Leucocoprinus fibrillosus

Scientific classification
- Kingdom: Fungi
- Division: Basidiomycota
- Class: Agaricomycetes
- Order: Agaricales
- Family: Agaricaceae
- Genus: Leucocoprinus
- Species: L. fibrillosus
- Binomial name: Leucocoprinus fibrillosus Raithelh. (1988)

= Leucocoprinus fibrillosus =

- Authority: Raithelh. (1988)

Species of fungus

Leucocoprinus fibrillosus is a species of mushroom producing fungus in the family Agaricaceae.

== Taxonomy ==
It was first described in 1988 by the mycologist Jörg Raithelhuber who classified it as Leucocoprinus fibrillosus.

== Description ==
Leucocoprinus fibrillosus is a small dapperling mushroom. Raithelhuber described the species from a dried specimen deposited in the Herbarium Anchieta - Fungi Rickiani in Brasil. The specimen had been deposited in 1943 by Johannes Rick who had identified it as Lepiota erythrella and provided an accompanying description of the fresh mushroom. Raithelhuber also examined two similar specimens from the herbarium at the University of Buenos Aires which he identified as Leucoagaricus erythrellus and Lepiota lanoso-farinosa.

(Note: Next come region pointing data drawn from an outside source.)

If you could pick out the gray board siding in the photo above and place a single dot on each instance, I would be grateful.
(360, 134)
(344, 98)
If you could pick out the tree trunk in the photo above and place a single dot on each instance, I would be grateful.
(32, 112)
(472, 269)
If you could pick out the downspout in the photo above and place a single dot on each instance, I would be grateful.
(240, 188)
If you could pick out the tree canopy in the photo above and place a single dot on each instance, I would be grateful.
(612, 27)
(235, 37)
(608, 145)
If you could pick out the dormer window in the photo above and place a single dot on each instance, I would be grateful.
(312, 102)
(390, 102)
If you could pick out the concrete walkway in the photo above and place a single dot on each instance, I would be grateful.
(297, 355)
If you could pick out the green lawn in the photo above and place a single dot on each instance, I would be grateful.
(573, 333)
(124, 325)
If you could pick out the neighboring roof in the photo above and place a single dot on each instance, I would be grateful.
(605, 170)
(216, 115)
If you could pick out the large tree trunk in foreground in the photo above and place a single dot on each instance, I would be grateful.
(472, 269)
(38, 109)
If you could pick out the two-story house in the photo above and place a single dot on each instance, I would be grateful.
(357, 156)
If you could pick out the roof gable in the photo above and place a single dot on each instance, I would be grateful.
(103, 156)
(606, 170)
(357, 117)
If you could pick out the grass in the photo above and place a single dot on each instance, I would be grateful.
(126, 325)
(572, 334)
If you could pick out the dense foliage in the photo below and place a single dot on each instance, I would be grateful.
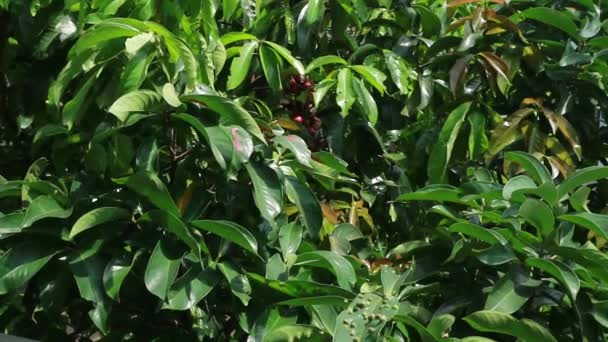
(279, 170)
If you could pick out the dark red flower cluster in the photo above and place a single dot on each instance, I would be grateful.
(301, 106)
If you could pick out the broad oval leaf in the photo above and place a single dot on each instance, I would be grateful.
(162, 269)
(98, 216)
(267, 192)
(231, 232)
(442, 149)
(335, 263)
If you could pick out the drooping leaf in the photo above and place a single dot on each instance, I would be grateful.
(229, 111)
(307, 203)
(337, 264)
(442, 149)
(501, 323)
(98, 216)
(239, 69)
(152, 188)
(162, 269)
(596, 223)
(562, 272)
(231, 232)
(267, 192)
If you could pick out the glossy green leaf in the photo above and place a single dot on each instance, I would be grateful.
(345, 94)
(560, 271)
(371, 75)
(239, 69)
(596, 223)
(272, 67)
(137, 101)
(191, 288)
(307, 203)
(231, 232)
(151, 188)
(553, 18)
(501, 323)
(538, 214)
(297, 146)
(509, 293)
(287, 56)
(162, 269)
(442, 149)
(337, 264)
(365, 101)
(290, 237)
(44, 207)
(239, 283)
(229, 111)
(323, 61)
(267, 192)
(98, 216)
(19, 264)
(115, 273)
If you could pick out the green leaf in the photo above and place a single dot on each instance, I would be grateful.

Cap: 5-10cm wide, starting campanulate (bell shaped) before becoming hemispherical with a slight umbo and moderately thick flesh. The surface is smooth and pinkish-orange with radial fissures or wrinkles (rimose) and scales (subsquamous). Stem: 5-10cm long with a thickened base. The surface is white and it is cylindrical and hollow. The stem ring is movable or nearly movable. Gills: White. No other description is provided besides that the gill edges are entire (integrae). Spores: Ovoid to elliptical or subamygdaliform, thin walled and smooth without a germ pore. 7.3-8.4 x 3.5-4.5 μm. The spores are hyaline but the colour in Melzer's reagent is not made clear in the description with Raithelhuber describing them as 'not or slightly amyloid or pseudoamyloid' in the Latin diagnosis and 'at most weakly dextrinoid' in German.

The colouration of this mushroom is described as very variable presenting with reddening, bluing or green discolouration. However it is not noted specifically where this discolouration takes place so it may apply to the whole mushroom. Raithelhuber classified this mushroom as a Leucocoprinus species based on the campanulate, wrinkled cap and the discolouration but noted that the spores of Leucocoprinus species typically have a germ pore whilst this specimen was missing one. However Leucocoprinus are typically striated rather than wrinkled as described and this discolouration does not sound typical for them so the placement of this specimen in Leucocoprinus seems strange and it may simply not have been reclassified yet.

== Etymology ==
The specific epithet fibrillosus is Latin for fibrous. Raithelhuber stated that the description largely agreed with Carlo Luigi Spegazzini's 1899 description of Lepiota erythrella var. fibrillosa so that name was retained.

== Habitat and distribution ==
The specimens studied by Raithelhuber were found in the woods near São Salvador, Brazil in 1943.